The great guys over at 80,000 Hours made a quiz for that recent replication study (previously discussed on LW), where you can find out if you can predict as well as the scientists or the prediction market. Description:

Can you guess which psychology experiments had correct findings and which were bogus, just from reading a brief description of their results?
Depending on how long you want to play, we'll describe 10, 15 or 21 psychology findings published in Nature and Science, and you'll have to guess whether a replication, with a much larger sample size, got the same result.
Before starting, the people who organised these 21 replications asked expert psychologists to predict which results would hold up. We'll show you how you compare to their performance at the end! (And give you links to all the papers.)
New Comment
9 comments, sorted by Click to highlight new comments since: Today at 7:16 PM

This test might have been more useful if the way those 21 papers were chosen was specified. If they weren't sampled randomly, it might be the case that, for example, the fraction of bogus papers in those 21 papers is a lot higher than the general fraction in psychology papers published in Nature and Science. In such a case, the evaluation will be biased in favor of predictors who tend to classify non-bogus papers as bogus.

From the replication project's web page:

We will replicate 21 experimental studies in the social sciences published in Nature and Science in 2010-2015. These papers were objectively chosen because they were published in these two high-profile journals in this time period, they share a common structure in testing a treatment effect within or between subjects, they test at least one clear hypothesis with a statistically significant finding, and they were performed using students or accessible convenience samples. We plan to conduct the replications between September 2016 and September 2017.

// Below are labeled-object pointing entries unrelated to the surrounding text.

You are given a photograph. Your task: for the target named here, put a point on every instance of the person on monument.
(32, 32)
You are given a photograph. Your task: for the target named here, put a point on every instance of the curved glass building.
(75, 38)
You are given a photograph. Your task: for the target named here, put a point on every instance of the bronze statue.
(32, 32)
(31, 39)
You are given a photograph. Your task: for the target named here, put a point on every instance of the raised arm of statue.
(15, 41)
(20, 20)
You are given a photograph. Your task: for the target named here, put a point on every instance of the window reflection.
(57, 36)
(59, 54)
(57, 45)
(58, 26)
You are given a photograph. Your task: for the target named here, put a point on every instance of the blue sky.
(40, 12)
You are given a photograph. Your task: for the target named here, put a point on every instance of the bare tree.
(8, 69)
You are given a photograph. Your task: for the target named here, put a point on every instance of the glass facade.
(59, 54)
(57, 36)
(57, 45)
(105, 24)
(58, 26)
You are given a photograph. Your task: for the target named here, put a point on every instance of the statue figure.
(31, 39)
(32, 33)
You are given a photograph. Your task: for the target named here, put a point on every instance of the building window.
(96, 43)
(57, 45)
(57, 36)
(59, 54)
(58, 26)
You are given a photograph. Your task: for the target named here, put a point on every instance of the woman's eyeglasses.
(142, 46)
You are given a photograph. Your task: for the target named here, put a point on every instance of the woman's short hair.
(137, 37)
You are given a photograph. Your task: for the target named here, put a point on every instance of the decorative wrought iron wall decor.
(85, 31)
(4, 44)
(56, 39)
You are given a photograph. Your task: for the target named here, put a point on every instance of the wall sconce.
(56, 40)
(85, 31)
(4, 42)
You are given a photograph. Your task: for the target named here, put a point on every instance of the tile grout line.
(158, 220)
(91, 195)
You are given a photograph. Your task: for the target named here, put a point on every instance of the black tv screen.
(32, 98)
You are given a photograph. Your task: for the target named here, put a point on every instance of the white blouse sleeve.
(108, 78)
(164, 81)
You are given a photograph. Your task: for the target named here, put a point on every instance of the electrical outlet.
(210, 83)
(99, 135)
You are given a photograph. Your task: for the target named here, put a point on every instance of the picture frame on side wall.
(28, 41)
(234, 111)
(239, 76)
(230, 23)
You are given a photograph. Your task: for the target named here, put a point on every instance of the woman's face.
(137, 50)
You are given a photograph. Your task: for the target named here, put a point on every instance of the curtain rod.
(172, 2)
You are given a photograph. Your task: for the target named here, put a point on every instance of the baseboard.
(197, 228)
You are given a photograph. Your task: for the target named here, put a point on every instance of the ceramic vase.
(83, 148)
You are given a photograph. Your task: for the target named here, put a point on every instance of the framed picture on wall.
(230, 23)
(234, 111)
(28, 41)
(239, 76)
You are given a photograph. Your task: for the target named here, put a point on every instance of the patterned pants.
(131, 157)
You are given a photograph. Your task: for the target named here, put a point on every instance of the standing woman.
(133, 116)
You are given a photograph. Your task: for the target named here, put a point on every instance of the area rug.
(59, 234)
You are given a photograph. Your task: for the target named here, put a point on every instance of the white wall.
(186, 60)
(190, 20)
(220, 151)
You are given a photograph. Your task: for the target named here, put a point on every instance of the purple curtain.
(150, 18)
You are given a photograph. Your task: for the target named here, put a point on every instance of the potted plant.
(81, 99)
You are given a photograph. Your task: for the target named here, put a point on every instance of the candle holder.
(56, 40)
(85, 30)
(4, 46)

Interesting. I was surprised at how predictable the studies were. It felt like results that aligned with my intuition were likely to be replicated, and results that didn't (e.g., priming affecting a pretty unrelated task) were unlikely to be replicated. Makes me wonder - what's the value of this science if a layperson like me can score 18/18 (with 3 I don't knows) by gut feel after reading only a paragraph or two? Hmm.

(Then again, I guess my attitude of finding predictable results low-value is what has incentivized so much bad science in the hunt for counterintuitive results with their higher rewards.)

39/42 (19.5 studies out of 21). Didn't even notice that details & stats were available. Also this is great work from 80,000 Hours :)

Thanks for sharing this, great fun! 36/42 but I reckon if I'd done this a year or so ago (before reading the sequences/blue minimising robot etc.) I'd have got a lot less.

Incidentally, is it just me or was the "Don't know" button a bit irrelevant. Even if I have no idea at all I can average 1 point by choosing an answer at random. If I have any idea at all my expected score for the question can only go up as long as I'm over 50% confident. If I'm less than 50% confident I should just choose the other answer!

I like the idea of having more than just yes or no but it would need to be more like Professor McGonnagal in hpmor - marking down for incorrect answers. Even a 1 point loss for getting one wrong would mean I had to be 67% confident to put in a guess. To allow players to enter your actual confidence level you could set it up like The £100k Drop.

31 points. Mostly skimmed and went with whether the p-value seemed low enough.

30 points. (Got a size-able number wrong but now the quiz only shows me point total). According to the quiz about average.

Wish I'd been able to list things probabilistically.

I'd love to see something similar but with a higher level of difficulty to see whether the prediction markets have a significant advantage over a casual guess. According to their data, the difference is small, casual guess is about 75% right, and the prediction market is maybe 82% right?

34 points – 17 studies out of 21. Mostly looked at the effect size & the p-values, also thought about whether the proposed causal mechanism seemed plausible.